A worked example of the same page under two different queries
Take a page about home espresso machines that ranks for both “best espresso machine under $500” and “how to descale an espresso machine.” If the declared meta description focuses on machine recommendations and pricing, it’s a strong, specific candidate for the first query, closely matching what that searcher is looking for. For the second query, that same description doesn’t address descaling at all, so even though it’s a well-written, accurate description of the page’s primary focus, Google’s system may judge that a passage from the page’s descaling section (if the page happens to cover that topic further down) is a better match for that specific search, and display that extracted passage instead. The same page, same declared description, produces two different outcomes depending entirely on which query triggered the result. This is the mechanism working as intended, not a sign that the description was poorly written, a single fixed sentence simply can’t be the best-matching candidate for every distinct query a broad page might rank for.
Why this means one description can’t “win” every query a page ranks for
This has a direct practical implication worth stating plainly: if a page is genuinely meant to rank for several substantially different query intents, expecting one declared meta description to be selected for all of them is not a realistic goal, since the comparison is run independently each time and different queries will surface different best-matching passages from the page’s own content. The more actionable response, when a page covers multiple distinct sub-intents, isn’t to write an ever-longer description trying to cover every angle, that tends to produce a vaguer, less competitive description overall, but to make sure the on-page content itself is well-organized enough that whichever passage Google extracts for a less-central query is still accurate and well-written on its own, since that extracted text is effectively serving as the description for that query regardless of what the declared tag says.

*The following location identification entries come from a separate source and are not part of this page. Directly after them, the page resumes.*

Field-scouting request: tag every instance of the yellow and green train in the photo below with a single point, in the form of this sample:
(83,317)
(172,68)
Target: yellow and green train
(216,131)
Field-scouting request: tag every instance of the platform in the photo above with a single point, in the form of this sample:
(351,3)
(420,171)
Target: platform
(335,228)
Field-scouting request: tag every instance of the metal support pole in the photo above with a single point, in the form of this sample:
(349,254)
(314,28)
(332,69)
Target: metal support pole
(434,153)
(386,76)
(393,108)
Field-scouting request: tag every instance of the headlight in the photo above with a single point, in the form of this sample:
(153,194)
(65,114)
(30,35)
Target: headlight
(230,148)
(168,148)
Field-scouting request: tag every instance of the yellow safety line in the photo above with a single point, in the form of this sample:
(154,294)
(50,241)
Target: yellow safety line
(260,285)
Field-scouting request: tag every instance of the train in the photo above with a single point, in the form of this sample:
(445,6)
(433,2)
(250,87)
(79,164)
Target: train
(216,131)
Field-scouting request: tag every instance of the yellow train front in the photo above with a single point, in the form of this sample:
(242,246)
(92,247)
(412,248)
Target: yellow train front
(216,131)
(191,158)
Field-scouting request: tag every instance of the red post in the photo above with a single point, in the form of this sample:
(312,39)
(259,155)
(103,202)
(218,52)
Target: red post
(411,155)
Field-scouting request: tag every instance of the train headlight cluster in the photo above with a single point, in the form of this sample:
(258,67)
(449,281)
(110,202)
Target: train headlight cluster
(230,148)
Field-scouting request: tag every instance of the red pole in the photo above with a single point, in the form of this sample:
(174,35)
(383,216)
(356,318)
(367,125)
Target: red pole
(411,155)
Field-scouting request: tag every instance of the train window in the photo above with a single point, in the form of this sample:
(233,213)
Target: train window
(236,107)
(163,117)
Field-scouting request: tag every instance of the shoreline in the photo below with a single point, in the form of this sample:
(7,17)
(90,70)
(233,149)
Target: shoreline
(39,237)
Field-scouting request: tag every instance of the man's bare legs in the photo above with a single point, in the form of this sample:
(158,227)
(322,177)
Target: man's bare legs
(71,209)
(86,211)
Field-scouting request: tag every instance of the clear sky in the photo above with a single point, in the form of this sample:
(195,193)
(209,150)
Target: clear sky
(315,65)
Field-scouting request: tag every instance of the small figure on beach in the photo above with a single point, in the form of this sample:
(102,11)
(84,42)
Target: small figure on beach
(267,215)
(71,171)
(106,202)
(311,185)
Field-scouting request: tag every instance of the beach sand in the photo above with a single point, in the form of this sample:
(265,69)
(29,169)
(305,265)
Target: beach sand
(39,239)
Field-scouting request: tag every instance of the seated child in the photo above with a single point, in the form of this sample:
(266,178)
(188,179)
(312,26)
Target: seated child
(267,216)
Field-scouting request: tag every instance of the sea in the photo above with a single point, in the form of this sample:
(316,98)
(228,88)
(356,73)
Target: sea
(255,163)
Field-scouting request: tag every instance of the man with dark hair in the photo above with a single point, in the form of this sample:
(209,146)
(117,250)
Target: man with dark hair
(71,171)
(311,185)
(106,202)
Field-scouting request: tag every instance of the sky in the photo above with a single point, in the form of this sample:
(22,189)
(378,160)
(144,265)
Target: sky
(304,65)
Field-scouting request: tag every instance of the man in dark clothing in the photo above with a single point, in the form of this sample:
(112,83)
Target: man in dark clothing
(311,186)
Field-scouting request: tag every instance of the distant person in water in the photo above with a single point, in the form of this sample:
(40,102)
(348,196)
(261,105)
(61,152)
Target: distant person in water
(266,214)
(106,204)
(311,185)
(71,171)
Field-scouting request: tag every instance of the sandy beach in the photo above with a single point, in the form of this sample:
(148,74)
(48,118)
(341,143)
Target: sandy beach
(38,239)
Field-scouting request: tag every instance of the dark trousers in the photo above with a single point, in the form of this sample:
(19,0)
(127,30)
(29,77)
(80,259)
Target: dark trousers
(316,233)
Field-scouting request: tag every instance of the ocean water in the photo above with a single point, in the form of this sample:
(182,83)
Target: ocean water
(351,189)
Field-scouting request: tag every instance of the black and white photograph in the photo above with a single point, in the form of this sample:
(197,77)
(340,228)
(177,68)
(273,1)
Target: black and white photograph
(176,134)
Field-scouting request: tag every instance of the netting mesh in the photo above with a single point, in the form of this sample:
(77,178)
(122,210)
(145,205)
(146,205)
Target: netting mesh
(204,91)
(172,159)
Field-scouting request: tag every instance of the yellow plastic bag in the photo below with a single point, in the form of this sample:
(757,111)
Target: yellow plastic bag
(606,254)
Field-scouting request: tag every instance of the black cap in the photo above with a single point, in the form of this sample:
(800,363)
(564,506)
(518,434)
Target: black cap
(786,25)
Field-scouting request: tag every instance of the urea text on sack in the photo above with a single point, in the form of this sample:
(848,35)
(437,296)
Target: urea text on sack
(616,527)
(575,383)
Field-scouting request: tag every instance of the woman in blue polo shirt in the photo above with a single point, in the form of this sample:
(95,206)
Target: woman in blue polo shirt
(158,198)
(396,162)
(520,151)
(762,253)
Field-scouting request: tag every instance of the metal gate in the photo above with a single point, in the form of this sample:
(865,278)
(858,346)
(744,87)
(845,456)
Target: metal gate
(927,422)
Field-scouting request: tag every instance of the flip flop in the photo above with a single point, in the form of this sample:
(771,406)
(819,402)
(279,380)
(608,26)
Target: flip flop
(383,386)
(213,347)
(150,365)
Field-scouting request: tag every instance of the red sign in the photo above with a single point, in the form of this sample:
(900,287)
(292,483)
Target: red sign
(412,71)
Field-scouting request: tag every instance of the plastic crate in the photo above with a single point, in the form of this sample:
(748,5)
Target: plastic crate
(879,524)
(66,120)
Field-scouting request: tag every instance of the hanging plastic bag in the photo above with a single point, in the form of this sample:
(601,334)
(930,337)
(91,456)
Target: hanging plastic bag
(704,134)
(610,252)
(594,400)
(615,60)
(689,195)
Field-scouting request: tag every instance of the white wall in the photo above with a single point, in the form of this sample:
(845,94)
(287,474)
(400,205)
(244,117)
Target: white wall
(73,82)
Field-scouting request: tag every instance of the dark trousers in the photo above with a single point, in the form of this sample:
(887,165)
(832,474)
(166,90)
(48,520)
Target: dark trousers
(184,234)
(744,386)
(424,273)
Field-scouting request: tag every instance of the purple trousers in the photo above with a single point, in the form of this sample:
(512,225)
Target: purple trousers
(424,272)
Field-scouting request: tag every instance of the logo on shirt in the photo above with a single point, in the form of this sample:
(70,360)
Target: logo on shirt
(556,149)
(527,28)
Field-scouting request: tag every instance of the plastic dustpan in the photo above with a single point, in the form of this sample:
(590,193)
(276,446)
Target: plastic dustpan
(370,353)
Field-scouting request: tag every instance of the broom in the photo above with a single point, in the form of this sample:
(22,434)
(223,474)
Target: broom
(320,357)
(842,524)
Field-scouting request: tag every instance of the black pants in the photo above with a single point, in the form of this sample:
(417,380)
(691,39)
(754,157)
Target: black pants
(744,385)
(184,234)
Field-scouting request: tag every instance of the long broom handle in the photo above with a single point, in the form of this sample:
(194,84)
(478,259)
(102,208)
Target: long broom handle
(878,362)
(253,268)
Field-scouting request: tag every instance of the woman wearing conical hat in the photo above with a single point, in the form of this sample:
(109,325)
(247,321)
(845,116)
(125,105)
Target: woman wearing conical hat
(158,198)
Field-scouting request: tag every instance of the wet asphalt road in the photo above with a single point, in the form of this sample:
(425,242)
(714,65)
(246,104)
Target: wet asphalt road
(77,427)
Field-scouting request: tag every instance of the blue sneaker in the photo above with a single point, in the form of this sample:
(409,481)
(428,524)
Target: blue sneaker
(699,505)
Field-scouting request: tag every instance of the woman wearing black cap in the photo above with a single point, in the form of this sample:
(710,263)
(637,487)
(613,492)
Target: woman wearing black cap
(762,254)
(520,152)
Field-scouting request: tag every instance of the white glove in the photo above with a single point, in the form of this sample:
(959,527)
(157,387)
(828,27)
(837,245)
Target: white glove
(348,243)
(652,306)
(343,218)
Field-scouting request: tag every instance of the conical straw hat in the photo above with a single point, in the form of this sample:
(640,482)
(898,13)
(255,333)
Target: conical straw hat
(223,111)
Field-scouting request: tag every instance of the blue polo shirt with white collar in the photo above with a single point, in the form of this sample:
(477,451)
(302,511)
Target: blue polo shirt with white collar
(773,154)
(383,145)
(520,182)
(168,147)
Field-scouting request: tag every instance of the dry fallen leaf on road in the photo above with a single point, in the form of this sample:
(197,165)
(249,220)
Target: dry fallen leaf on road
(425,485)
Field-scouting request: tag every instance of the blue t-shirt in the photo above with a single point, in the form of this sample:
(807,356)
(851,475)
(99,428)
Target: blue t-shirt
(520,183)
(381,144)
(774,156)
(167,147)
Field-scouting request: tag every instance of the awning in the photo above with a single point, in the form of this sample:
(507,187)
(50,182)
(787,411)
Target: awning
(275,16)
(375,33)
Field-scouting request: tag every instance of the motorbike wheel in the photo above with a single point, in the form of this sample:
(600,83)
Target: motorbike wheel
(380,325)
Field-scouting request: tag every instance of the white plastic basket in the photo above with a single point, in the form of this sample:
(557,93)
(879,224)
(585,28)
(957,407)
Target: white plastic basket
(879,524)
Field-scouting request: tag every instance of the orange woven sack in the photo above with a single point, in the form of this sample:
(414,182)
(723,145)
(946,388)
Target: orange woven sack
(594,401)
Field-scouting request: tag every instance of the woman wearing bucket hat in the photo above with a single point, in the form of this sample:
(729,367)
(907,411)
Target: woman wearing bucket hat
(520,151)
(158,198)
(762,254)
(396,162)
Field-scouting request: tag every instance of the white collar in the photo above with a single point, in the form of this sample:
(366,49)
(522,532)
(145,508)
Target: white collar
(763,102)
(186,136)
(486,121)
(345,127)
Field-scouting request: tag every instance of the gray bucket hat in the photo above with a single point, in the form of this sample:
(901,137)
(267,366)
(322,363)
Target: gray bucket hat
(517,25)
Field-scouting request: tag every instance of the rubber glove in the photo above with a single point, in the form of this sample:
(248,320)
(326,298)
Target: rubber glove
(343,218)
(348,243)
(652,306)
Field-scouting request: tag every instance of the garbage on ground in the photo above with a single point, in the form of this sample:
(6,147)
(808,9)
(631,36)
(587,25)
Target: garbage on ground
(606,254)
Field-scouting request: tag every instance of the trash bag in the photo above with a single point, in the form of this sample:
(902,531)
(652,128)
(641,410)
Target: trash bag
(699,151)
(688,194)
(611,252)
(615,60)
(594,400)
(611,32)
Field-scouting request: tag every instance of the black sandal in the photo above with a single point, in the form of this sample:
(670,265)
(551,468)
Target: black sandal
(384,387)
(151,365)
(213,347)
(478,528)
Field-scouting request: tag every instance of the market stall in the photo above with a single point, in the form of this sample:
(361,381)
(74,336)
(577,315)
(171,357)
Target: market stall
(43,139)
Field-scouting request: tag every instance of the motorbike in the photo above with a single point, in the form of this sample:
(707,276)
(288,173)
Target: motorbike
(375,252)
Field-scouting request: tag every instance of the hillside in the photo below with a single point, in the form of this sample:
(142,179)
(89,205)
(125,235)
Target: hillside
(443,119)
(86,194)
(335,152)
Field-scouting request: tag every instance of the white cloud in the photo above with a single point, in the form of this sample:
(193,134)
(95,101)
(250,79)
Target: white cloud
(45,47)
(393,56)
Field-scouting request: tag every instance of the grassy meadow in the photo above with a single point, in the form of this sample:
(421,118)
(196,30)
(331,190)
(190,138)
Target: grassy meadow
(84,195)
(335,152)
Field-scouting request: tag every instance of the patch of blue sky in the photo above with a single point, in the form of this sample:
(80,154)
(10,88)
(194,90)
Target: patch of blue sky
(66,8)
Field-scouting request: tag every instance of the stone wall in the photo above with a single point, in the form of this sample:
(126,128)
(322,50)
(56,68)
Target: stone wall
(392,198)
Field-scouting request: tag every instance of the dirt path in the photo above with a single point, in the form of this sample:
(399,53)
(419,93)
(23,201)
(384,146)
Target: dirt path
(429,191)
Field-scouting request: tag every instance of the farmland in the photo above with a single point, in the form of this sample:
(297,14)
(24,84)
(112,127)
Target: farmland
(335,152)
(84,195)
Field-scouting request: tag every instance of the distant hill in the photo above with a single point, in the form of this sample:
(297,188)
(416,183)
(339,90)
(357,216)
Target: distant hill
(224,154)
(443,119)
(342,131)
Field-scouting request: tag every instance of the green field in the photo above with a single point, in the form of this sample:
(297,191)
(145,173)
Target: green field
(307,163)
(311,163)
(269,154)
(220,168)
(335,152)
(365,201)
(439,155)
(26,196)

A note on structured data and rich snippets
It’s worth distinguishing standard organic snippet text, the subject of this whole comparison, from rich result types that pull specific fields from structured data markup, like review star ratings, recipe cook times, or FAQ answers. Those elements can appear alongside or instead of a traditional text snippet when a page has eligible structured data and Google chooses to display that rich result type for a given query, but they operate under separate documented mechanisms and eligibility requirements specific to each structured data type, not the same declared-description-versus-extraction comparison described above. A page can have excellent meta description practices and still not show a rich result if it lacks the relevant structured data, and conversely a page with strong structured data can display rich elements while its plain-text snippet is still resolved through the same description-versus-extraction process covered here.